Dungeons and Dragons was lots of fun, especially for socially awkward black kids in the semi-suburbs. You could hang out with your friends, and if you had a cool person running the campaign you could easily pass the time every Friday and most Saturdays of your middle school and High School years. Better yet, (and yes the games with its "high fantasy" setting could be a bit too European and Nordic for my taste) it was a world where race didn't matter and you could play a Moor (or its equivalent) paladin who was neutrally aligned--it added a little bit of mystery to my character. Anticipating your questions, no, I do not know what character class Marlon Wayans was supposed to represent in the horrible film adaptation:

My parents thought D and D was a cult because of the Tom Hanks movie, Mazes and Monsters:

But, they let me play it anyway because it kept me off the streets and my friends were good "middle class" kids.

Gary Gygax, Dungeons & Dragons creator, dies

MILWAUKEE, Wisconsin (AP) -- Gary Gygax, who co-created the fantasy game Dungeons & Dragons and helped start the role-playing phenomenon, died Tuesday morning at his home in Lake Geneva. He was 69.

He had been suffering from health problems for several years, including an abdominal aneurysm, said his wife, Gail Gygax.

Gygax and Dave Arneson developed Dungeons & Dragons in 1974 using medieval characters and mythical creatures. The game known for its oddly shaped dice became a hit, particularly among teenage boys, and eventually was turned into video games, books and movies.

Gygax always enjoyed hearing from the game's legion of devoted fans, many of whom would stop by the family's home in Lake Geneva, about 55 miles southwest of Milwaukee, his wife said. Despite his declining health, he hosted weekly games of Dungeons & Dragons as recently as January, she said.

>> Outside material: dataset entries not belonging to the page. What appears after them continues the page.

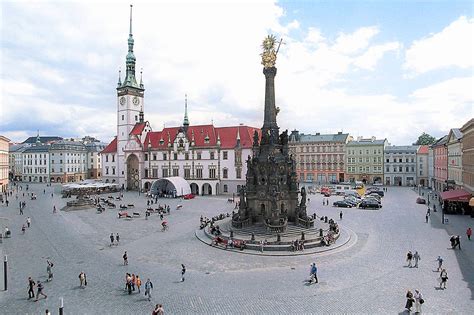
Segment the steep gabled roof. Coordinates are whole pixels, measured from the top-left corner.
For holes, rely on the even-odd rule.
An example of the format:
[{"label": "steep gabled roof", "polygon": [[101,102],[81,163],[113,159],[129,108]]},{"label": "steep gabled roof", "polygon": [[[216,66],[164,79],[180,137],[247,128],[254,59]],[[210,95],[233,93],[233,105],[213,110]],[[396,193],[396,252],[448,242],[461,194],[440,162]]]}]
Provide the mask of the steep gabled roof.
[{"label": "steep gabled roof", "polygon": [[139,136],[142,134],[143,129],[145,129],[146,122],[141,122],[141,123],[136,123],[135,126],[133,126],[132,131],[130,131],[130,135],[132,136]]},{"label": "steep gabled roof", "polygon": [[418,154],[428,154],[429,148],[429,145],[420,145],[420,147],[418,148]]},{"label": "steep gabled roof", "polygon": [[100,152],[100,154],[104,154],[104,153],[115,153],[117,152],[117,137],[114,138],[114,140],[112,140],[112,142],[110,142],[104,150],[102,150],[102,152]]},{"label": "steep gabled roof", "polygon": [[233,127],[220,127],[216,128],[216,133],[219,134],[221,139],[222,149],[232,149],[237,145],[237,131],[240,136],[240,147],[251,148],[253,144],[253,134],[255,131],[258,132],[258,136],[261,136],[261,130],[249,126],[233,126]]},{"label": "steep gabled roof", "polygon": [[[36,143],[36,139],[37,137],[29,137],[28,139],[26,139],[25,141],[23,141],[22,143],[28,143],[28,144],[35,144]],[[39,137],[39,140],[41,143],[50,143],[50,142],[53,142],[53,141],[59,141],[59,140],[63,140],[63,138],[61,137],[57,137],[57,136],[47,136],[47,137]]]}]

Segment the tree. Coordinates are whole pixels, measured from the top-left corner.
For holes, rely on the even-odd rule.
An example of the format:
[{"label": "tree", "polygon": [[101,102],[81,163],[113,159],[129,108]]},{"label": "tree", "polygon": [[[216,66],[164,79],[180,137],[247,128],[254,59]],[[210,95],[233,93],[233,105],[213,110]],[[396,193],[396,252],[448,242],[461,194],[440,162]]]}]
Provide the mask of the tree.
[{"label": "tree", "polygon": [[436,138],[423,132],[421,136],[418,137],[414,145],[430,145],[436,142]]}]

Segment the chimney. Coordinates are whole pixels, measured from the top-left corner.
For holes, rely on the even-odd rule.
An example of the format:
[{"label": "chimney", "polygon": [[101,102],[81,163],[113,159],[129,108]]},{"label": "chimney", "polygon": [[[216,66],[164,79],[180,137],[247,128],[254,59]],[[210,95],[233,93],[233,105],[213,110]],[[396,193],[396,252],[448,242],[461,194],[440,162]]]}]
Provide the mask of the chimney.
[{"label": "chimney", "polygon": [[342,131],[338,131],[337,134],[338,134],[338,135],[342,135]]},{"label": "chimney", "polygon": [[372,136],[372,142],[374,142],[374,141],[375,141],[375,137],[374,137],[374,136]]},{"label": "chimney", "polygon": [[317,135],[317,136],[319,136],[319,135],[320,135],[320,133],[319,133],[319,132],[316,132],[316,135]]},{"label": "chimney", "polygon": [[362,136],[357,136],[357,141],[361,141],[362,140]]}]

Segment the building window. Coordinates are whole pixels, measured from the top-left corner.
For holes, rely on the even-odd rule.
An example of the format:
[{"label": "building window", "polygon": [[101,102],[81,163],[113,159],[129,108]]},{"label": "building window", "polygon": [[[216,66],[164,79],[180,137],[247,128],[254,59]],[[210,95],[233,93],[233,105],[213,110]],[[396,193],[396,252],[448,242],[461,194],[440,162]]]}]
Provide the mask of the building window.
[{"label": "building window", "polygon": [[168,169],[167,168],[164,168],[161,170],[161,175],[162,177],[168,177]]},{"label": "building window", "polygon": [[223,160],[227,160],[227,153],[228,153],[227,151],[222,152],[222,159]]},{"label": "building window", "polygon": [[224,168],[224,169],[222,170],[222,178],[227,178],[227,173],[228,173],[228,172],[227,172],[227,169]]},{"label": "building window", "polygon": [[112,175],[115,175],[115,167],[112,167]]},{"label": "building window", "polygon": [[224,192],[226,193],[228,190],[227,185],[224,185]]},{"label": "building window", "polygon": [[210,168],[209,169],[209,178],[216,178],[216,169]]},{"label": "building window", "polygon": [[177,167],[173,168],[173,176],[179,176],[179,168]]},{"label": "building window", "polygon": [[[145,161],[148,161],[148,154],[147,153],[145,153]],[[147,176],[145,176],[145,177],[147,177]]]},{"label": "building window", "polygon": [[124,115],[122,115],[122,120],[124,120],[124,119],[125,119],[125,116],[124,116]]},{"label": "building window", "polygon": [[145,168],[145,178],[148,178],[148,169]]},{"label": "building window", "polygon": [[185,168],[184,169],[184,178],[188,179],[191,177],[191,169]]},{"label": "building window", "polygon": [[153,161],[156,161],[156,153],[153,153]]},{"label": "building window", "polygon": [[115,162],[115,154],[112,154],[112,162]]},{"label": "building window", "polygon": [[196,169],[196,178],[202,178],[202,168]]},{"label": "building window", "polygon": [[178,159],[178,153],[173,153],[173,160],[177,160]]},{"label": "building window", "polygon": [[166,156],[166,153],[163,153],[163,161],[166,161],[168,157]]},{"label": "building window", "polygon": [[189,160],[189,153],[184,153],[184,159]]},{"label": "building window", "polygon": [[200,160],[201,159],[201,152],[196,152],[196,160]]},{"label": "building window", "polygon": [[398,171],[399,171],[400,173],[403,172],[402,166],[399,166],[399,167],[398,167]]},{"label": "building window", "polygon": [[137,115],[135,115],[135,121],[138,121],[138,116]]},{"label": "building window", "polygon": [[235,169],[235,177],[236,178],[242,178],[242,169],[240,167],[237,167]]},{"label": "building window", "polygon": [[158,169],[157,169],[157,168],[153,168],[153,169],[151,170],[151,172],[152,172],[153,178],[157,178],[157,177],[158,177]]},{"label": "building window", "polygon": [[214,152],[210,152],[210,156],[211,156],[210,159],[214,160]]}]

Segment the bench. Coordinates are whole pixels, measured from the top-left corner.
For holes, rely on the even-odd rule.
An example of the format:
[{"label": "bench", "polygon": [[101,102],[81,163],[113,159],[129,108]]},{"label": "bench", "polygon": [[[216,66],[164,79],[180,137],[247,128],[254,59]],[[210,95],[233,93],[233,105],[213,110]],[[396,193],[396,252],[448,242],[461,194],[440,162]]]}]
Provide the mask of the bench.
[{"label": "bench", "polygon": [[129,217],[129,215],[128,215],[128,212],[126,212],[126,211],[120,211],[120,212],[118,213],[118,217],[119,217],[119,219],[121,219],[121,218],[127,218],[127,217]]},{"label": "bench", "polygon": [[128,205],[127,205],[127,207],[129,207],[129,208],[133,208],[133,207],[135,207],[135,205],[134,205],[134,204],[132,204],[132,203],[130,203],[130,204],[128,204]]},{"label": "bench", "polygon": [[139,216],[140,216],[140,212],[134,212],[134,213],[133,213],[133,216],[134,216],[134,217],[139,217]]},{"label": "bench", "polygon": [[[229,240],[226,240],[226,239],[223,239],[222,237],[220,236],[216,236],[214,237],[214,239],[212,240],[212,244],[213,245],[219,245],[219,244],[222,244],[225,246],[225,248],[227,249],[227,247],[229,246]],[[245,244],[243,243],[243,241],[241,240],[232,240],[232,247],[234,248],[240,248],[241,250],[243,250],[245,248]]]}]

"It really meant a lot to him to hear from people from over the years about how he helped them become a doctor, a lawyer, a policeman, what he gave them," Gygax said. "He really enjoyed that."

Dungeons & Dragons players create fictional characters and carry out their adventures with the help of complicated rules. The quintessential geek pastime, it spawned a wealth of copycat games and later inspired a whole genre of computer games that's still growing in popularity.

Funeral arrangements are pending. Besides his wife, Gygax is survived by six children.